As for pro-lifers wasting money, there are two major problems here.  First, there is a matter of perspective.  What constitutes wasting money is in the eye of the beholder.  I think people who consume alcohol, go to Miley Cyrus concerts, or gamble are wasting their money.  Yet I am sure there are people who look at some of the things I spend money on and believe it’s a total waste. In her article, Jahr scoffs at people “willing to plan and fundraise for months to attend a political event that lasts a few hours.”  I wonder if Jahr has the same opinion of people who planned and fundraised for months to see President Obama’s inauguration, an event, by the way, that lasted only a few hours.

The other problem of pro-lifers supposedly wasting money to march and lobby politicians is Jahr’s assumption that pro-lifers do nothing else to aid women with unplanned pregnancies.  She could not be more mistaken.  Most pro-lifers contribute large sums of money to thousands of crisis pregnancy centers and shelters for unwed mothers.  At most of the centers, expectant mothers or mothers of newborns are provided with free baby clothes, food, maternity outfits, and baby furniture.  Many centers offer free ultra sound tests and STD screening.  At shelters, pregnant women are provided with a comfortable, safe place to live, transportation to doctor appointments and/or school, meals, and clothing for them and their newborn.  Depending upon the shelter, pregnant women are allowed to stay anywhere from nine months to over a year.  There is no cost to the women for these services.

If there is no cost to the women, then where does the money come from and how much are we talking about?  Well, here’s another math quiz for Jahr: There are approximately three to four thousand pro-life centers and shelters.  Let’s split the difference and say 3500.  The smallest centers usually have a yearly budget of at least $50,000, while some of the larger ones can have budgets exceeding $250,000.  Again, let’s assume the average budget is $150,000.  Multiply 3500 by $150,000, and you get $525 million.  Almost all that money comes from donations and fundraisers.  So Jahr gets exorcised over the “missing” dubious $20.8 million but ignores the half-billion used to aid pregnant women.  I wonder if Jahr knows that Planned Parenthood made over a billion dollars in 2011.  I also wonder if she knows that Planned Parenthood and other such pro-death organizations do not give a dime to women who choose to keep their babies.  The abortion lobby has a simple message for these women: “We will sell you contraceptives, and we will kill your babies.  But if you choose to keep your babies, you’re on your own.”

Furthermore, when talking about abortion-minded women, Jahr completely ignores the two major players–the pregnant women and the men who impregnate them.  Is it impossible for single women to abstain from sex until they are married?  Are we to view them as simply animals in heat who cannot control their instincts?  Does Ms.
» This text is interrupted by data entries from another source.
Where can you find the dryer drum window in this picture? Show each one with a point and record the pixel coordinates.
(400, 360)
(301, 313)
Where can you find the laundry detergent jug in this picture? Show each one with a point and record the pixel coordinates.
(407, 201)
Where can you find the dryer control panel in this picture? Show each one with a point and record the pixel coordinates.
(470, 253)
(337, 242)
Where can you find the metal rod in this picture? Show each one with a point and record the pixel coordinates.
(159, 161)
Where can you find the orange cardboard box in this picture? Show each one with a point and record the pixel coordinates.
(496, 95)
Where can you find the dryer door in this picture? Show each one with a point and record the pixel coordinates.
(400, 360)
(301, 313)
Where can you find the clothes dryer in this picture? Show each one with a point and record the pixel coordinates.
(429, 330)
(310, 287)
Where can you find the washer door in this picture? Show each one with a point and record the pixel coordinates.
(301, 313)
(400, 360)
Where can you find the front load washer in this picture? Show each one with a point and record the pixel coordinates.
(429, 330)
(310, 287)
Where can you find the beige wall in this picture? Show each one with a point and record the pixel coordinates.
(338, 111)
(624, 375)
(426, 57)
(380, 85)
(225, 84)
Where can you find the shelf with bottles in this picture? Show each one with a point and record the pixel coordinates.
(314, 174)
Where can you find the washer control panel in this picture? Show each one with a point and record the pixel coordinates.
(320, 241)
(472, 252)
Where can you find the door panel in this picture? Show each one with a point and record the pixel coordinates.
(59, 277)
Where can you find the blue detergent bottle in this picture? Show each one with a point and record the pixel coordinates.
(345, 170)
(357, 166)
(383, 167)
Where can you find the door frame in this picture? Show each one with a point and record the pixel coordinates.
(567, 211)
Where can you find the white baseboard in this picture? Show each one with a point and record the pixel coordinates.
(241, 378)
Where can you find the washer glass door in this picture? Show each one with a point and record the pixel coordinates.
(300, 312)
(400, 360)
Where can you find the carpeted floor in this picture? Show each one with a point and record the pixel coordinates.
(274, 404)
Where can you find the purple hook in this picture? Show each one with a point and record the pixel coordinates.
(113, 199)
Jahr view all women that way?

And what about the fathers of these babies? Why do they get a pass?  Why isn’t Jahr demanding that all levels of government crack down on deadbeat dads?  Why doesn’t Jahr lecture these sperm donors for helping to create the problem of unwanted children to begin with?   Are they, too, just animals totally controlled by hormones?
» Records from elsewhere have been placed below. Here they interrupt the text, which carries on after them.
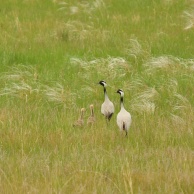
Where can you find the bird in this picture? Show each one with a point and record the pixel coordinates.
(80, 121)
(123, 117)
(91, 119)
(107, 107)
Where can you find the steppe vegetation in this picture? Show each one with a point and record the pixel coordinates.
(52, 55)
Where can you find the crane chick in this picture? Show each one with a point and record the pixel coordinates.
(107, 107)
(123, 117)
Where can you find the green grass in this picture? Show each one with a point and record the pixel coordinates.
(53, 54)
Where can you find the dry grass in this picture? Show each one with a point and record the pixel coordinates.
(52, 57)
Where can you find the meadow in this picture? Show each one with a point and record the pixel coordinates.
(52, 55)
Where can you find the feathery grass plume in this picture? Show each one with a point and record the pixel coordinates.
(144, 102)
(188, 15)
(110, 67)
(164, 63)
(60, 95)
(81, 7)
(136, 50)
(20, 81)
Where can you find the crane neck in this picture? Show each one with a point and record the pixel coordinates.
(105, 94)
(121, 102)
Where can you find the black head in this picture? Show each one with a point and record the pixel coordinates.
(119, 91)
(103, 83)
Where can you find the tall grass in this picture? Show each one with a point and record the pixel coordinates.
(53, 54)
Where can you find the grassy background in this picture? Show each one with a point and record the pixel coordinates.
(52, 54)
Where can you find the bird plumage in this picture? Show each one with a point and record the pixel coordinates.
(91, 119)
(123, 117)
(80, 121)
(107, 107)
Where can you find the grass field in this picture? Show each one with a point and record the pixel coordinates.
(52, 55)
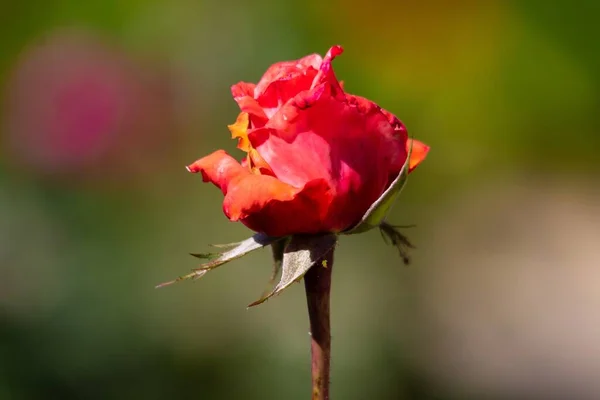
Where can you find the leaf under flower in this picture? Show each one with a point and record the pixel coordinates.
(238, 250)
(299, 255)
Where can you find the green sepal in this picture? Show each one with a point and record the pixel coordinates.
(377, 213)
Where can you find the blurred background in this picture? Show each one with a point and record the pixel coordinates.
(103, 103)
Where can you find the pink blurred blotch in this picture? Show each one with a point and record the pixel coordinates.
(74, 103)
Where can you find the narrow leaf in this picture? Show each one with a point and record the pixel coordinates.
(277, 249)
(300, 254)
(379, 210)
(256, 242)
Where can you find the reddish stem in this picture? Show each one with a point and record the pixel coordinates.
(317, 283)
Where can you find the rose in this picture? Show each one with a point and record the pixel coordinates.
(317, 157)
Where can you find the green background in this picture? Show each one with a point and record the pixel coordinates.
(500, 301)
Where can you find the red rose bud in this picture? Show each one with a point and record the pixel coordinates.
(317, 158)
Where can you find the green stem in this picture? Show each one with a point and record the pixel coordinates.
(317, 283)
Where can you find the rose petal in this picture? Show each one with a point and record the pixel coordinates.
(262, 202)
(418, 153)
(352, 146)
(243, 94)
(283, 80)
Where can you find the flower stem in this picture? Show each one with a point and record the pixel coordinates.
(317, 283)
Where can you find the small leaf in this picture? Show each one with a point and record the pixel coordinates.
(205, 256)
(300, 254)
(277, 248)
(256, 242)
(379, 210)
(391, 234)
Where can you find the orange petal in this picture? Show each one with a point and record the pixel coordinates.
(239, 130)
(417, 153)
(219, 168)
(262, 202)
What Ms. Jahr gives us instead is, in the parlance of the criminal world, a shakedown.  In essence, here is her message: “If you are going to oppose abortion, then you had better financially support every baby born to an abortion-minded woman.”  It is no different from having a woman show up at your front door with a baby in her arms.  She says to you, “If you don’t give me money for my baby now, I will kill it right before your eyes, and it will be your fault.”  I would hope no one would succumb to such a clear case of emotional extortion.  And I would also hope that thinking Americans would not succumb to Jahr’s misguided, misinformed shakedown attempt.